Abstract
In the dynamic landscape of banking institutions, acquiring accurate and timely information regarding customers’ incomes is crucial for effectively managing financial product offerings. To meet this demand, these institutions construct predictive models using numerous features, with only a subset contributing to capturing income variability. In this study, we propose a methodology for predicting monthly incomes by employing an XGBoost model with a reduced number of features. Feature reduction is accomplished through the implementation of Boruta and BorutaSHAP, ensuring that no predictive power is lost throughout the process. To enhance the transparency of the model’s predictions, we used the Shapley Additive Explanations (SHAP) method.
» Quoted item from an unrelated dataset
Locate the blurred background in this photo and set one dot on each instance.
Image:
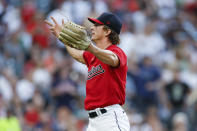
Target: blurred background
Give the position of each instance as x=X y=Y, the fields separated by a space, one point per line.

The dataset used was provided by an anonymous bank from Chile, consisting of 10,000 records, 426 features, and a substantial proportion of missing values. The results demonstrate that the combination of feature selection methods and the XGBoost algorithm enables the development of a more concise model that maintains predictive performance. By leveraging the SHAP method, financial institutions can consistently identify and track influential features, thereby reducing complexity and training time without compromising predictive power. This research offers valuable contributions to financial institutions, as they can adopt our methodology to consistently identify and track the most influential features.
Acknowledgments
We would like to thank anonymous Chilean Bank institution who made this study possible by providing of dataset their customers.
Disclosure statement
No potential conflict of interest was reported by the author(s).
Notes
1 Data science-based analysis techniques come from an interdisciplinary field that employs scientific methods, processes, and systems to extract knowledge and insights from data in various forms. These techniques involve the use of statistical, mathematical, and computational approaches to examine, interpret, and understand datasets.